Deploying Prometheus stack
We'll start by cloning vfarcic/docker-flow-monitor repository from https://github.com/vfarcic/docker-flow-monitor. It contains all the scripts and Docker stacks we'll use throughout this chapter.
git clone \
https://github.com/vfarcic/docker-flow-monitor.git
cd docker-flow-monitor
Before we create a Prometheus service, we need to have a cluster. It will consist of three nodes created with Docker machine.
Feel free to skip the commands that follow if you already have a working Swarm cluster.
chmod +x scripts/dm-swarm.sh ./scripts/dm-swarm.sh eval $(docker-machine env swarm-1)
The dm-swarm.sh script created the nodes and joined them into a Swarm cluster.
Now we can create the first Prometheus service. We'll start small and slowly move toward a more robust solution.
We'll deploy the stack defined in stacks/prometheus.yml. It is as follows:
version: "3" services: prometheus: image: prom/prometheus ports: - 9090:9090
As you can see, it is as simple as it can get. It specifies the image and the port that should be opened.
Let's deploy the stack.
docker stack deploy \ -c stacks/prometheus.yml \ monitor
Please wait a few moments until the image is pulled and deployed. You can monitor the status by executing the docker stack ps monitor command.
Let's confirm that Prometheus service is indeed up-and-running.
open "http://$(docker-machine ip swarm-1):9090"
You should see the Prometheus graph screen.

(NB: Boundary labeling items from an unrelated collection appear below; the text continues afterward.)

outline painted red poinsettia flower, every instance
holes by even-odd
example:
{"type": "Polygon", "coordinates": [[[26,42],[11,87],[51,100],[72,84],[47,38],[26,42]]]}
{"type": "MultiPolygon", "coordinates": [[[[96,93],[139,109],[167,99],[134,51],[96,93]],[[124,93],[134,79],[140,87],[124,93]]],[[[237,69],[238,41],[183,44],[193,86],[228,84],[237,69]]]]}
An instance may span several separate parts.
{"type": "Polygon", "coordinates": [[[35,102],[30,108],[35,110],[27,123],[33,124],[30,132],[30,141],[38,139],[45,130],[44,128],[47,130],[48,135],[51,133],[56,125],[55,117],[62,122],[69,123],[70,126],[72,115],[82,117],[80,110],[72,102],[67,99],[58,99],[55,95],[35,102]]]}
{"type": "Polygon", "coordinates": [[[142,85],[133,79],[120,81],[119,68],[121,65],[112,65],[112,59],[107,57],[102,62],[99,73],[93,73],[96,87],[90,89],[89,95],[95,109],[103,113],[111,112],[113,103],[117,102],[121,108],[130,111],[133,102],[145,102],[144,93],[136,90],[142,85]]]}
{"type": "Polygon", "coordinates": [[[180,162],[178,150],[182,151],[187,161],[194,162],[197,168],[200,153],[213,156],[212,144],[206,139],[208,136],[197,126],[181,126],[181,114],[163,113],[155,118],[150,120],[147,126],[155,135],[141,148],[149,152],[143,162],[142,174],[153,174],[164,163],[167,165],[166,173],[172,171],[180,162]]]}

Let's take a look at the configuration.
open "http://$(docker-machine ip swarm-1):9090/config"
You should see the default config that does not define much more than intervals and internal scraping. In its current state, Prometheus is not very useful, so we'll have to spice it up a bit.
We should start fine tuning Prometheus. There are quite a few ways we can do that.
We can create a new Docker image that would extend the one we used and add our own configuration file. That solution has a distinct advantage of being immutable and, hence, very reliable. Since Docker image cannot be changed, we can guarantee that the configuration is exactly as we want it to be no matter where we deploy it. If the service fails, Swarm will reschedule it and, since the configuration is baked into the image, it'll be preserved. The problem with that approach is that it is not suitable for microservices architecture. If Prometheus has to be reconfigured with every new service (or at least those that expose metrics), we would need to build it quite often and tie that build to CD processes executed for the services we're developing. This approach is suitable only for a relatively static cluster and monolithic applications. Discarded!
What would be the alternative approach?
We can enter a running Prometheus container, modify its configuration, and reload it. While this allows a higher level of dynamism, it is not fault-tolerant. If Prometheus fails, Swarm will reschedule it, and all the changes we made will be lost. Besides fault tolerance, modifying a config in a running container poses additional problems when running it as a service inside a cluster. We need to find out the node it is running in, SSH into it, figure out the ID of the container, and, only then, we can exec into it, modify the config, and send a reload request. While those steps are not overly complicated and can be scripted, they will pose an unnecessary operational complexity. Discarded!
Among other reasons, we discarded the previous solution because it is not fault-tolerant.
We could mount a network volume to the service. That would solve persistence, but would still leave the problem created by a dynamic nature of a cluster. We still, potentially, need to change the configuration and reload Prometheus every time a new service is deployed or updated.
From the operational perspective, this solution is simpler than the previous solution we discussed. We do not need to find out the node it is running in, SSH into it, figure out the ID of the container, exec into it, and modify the config. Instead, we can alter the file on the network drive and send a reload request to Prometheus. While network drive simplifies the process, it does not make it as dynamic and independent from the services as it should be. We would need to make sure that the deployment pipeline of each of the services has the required steps that will reconfigure Prometheus. By doing that we would break one of our objectives. That is, our services would not contain all the information about themselves. Instead, we'd need to create a different pipeline for each and specify the targets, alerts, and other information we might need before reconfiguring Prometheus. We'll discard this solution as well.
What other options do we have? If we're looking for an out-of-the-box solution that uses the official Prometheus image, all our options are exhausted. But we are engineers. We are used to extending other people solutions and adapting them to suit our needs. Let's not limit our options and try to design a solution that would suit us well.